I ricercatori della missione Cassini,pubblicato sulla rivista Science, hanno rilevato gas idrogeno, che potrebbe potenzialmente essere fornitore per la fonte di energia chimica per la vita, che si riversa nell’oceano sottosuolo di Encelado da attività idrotermale sul fondo del mare.

L’ampia presenza di idrogeno nel’ oceano della luna significa – se presente lì – potrebbe esssere utilizzato per ottenere energia combinando l’idrogeno con anidride carbonica disciolta nell’acqua. Questa reazione chimica, noto come “metanogenesi” perché produce metano come sottoprodotto, è alla radice dell’albero della vita sulla Terra, e potrebbe anche essere stato fondamentale per l’origine della vita sul nostro pianeta.

La vita come noi la conosciamo richiede tre ingredienti primari: acqua allo stato liquido; una fonte di energia per il metabolismo; e gli ingredienti chimici giusti, principalmente di carbonio, idrogeno, azoto, ossigeno, fosforo e zolfo. Con questo risultato, Cassini ha dimostrato che Enceladus – una piccola, luna ghiacciata di un miliardo di miglia più lontano dal Sole rispetto alla Terra, ha quasi tutti questi ingredienti per abitabilità. Cassini non ha ancora mostrato fosforo e zolfo se sono presenti nell’oceano, ma gli scienziati sospettano che che ci siano, poiché il nucleo roccioso di Encelado è pensato per essere chimicamente simile a meteoriti contenenti i due elementi.

“La conferma che l’energia chimica per la vita esiste all’interno del mare di una piccola luna di Saturno è una tappa importante nella nostra ricerca di mondi abitabili oltre la Terra”, ha detto Linda Spilker, Cassini progetto scienziato Jet Propulsion Laboratory della NASA (JPL) di Pasadena, California.

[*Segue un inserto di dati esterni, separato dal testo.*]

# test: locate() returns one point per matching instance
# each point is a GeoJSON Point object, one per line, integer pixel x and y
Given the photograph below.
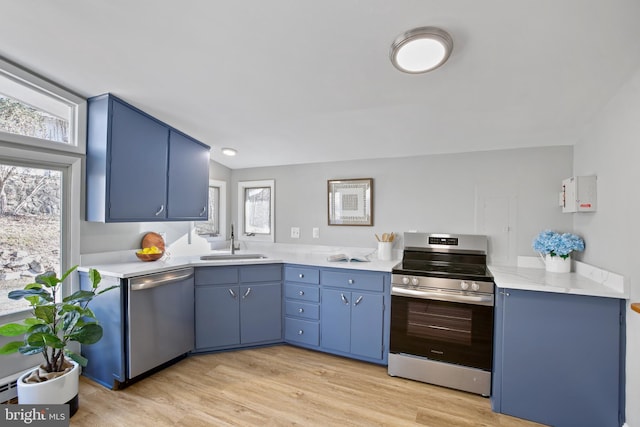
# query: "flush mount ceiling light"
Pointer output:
{"type": "Point", "coordinates": [421, 49]}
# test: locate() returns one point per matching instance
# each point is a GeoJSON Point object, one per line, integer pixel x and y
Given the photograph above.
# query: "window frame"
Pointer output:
{"type": "Point", "coordinates": [77, 119]}
{"type": "Point", "coordinates": [241, 234]}
{"type": "Point", "coordinates": [222, 211]}
{"type": "Point", "coordinates": [69, 159]}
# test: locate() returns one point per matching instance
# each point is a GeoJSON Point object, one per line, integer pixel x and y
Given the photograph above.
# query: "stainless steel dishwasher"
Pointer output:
{"type": "Point", "coordinates": [160, 319]}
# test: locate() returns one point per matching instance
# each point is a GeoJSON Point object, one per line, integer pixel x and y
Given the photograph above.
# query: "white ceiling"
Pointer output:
{"type": "Point", "coordinates": [301, 81]}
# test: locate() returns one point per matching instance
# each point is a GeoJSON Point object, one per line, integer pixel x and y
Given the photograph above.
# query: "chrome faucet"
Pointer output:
{"type": "Point", "coordinates": [233, 243]}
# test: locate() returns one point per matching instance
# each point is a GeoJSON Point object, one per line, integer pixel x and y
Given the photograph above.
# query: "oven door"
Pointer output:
{"type": "Point", "coordinates": [452, 332]}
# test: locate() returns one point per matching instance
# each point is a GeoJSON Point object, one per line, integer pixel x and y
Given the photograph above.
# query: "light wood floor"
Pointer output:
{"type": "Point", "coordinates": [281, 385]}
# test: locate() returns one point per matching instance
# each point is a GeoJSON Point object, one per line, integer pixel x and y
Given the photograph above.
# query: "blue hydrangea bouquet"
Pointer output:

Sonda Cassini vista Hubble fonte nasa

Cassini ha rilevato il pennacchio di idrogeno nel gas e spruzzate di materiale ghiacciato da Encelado durante l’ultimo e più profonda, immersione attraverso il pennacchio il 28 ottobre 2015. Cassini ha campionato anche la composizione del pennacchio durante i “flybys” precedenti nella missione. Da queste osservazioni gli scienziati hanno determinato che circa il 98 per cento del gas nel pennacchio è acqua, l’idrogeno è circa 1 per cento e il resto è una miscela di altre molecole compresa l’anidride carbonica, metano e ammoniaca.

La misurazione è stata effettuata utilizzando strumenti Ion e Neutral Mass Spectrometer (INMS) di Cassini, che annusa gas per determinare la loro composizione. INMS è stato progettato per assaggiare l’atmosfera superiore della luna di Saturno, Titano.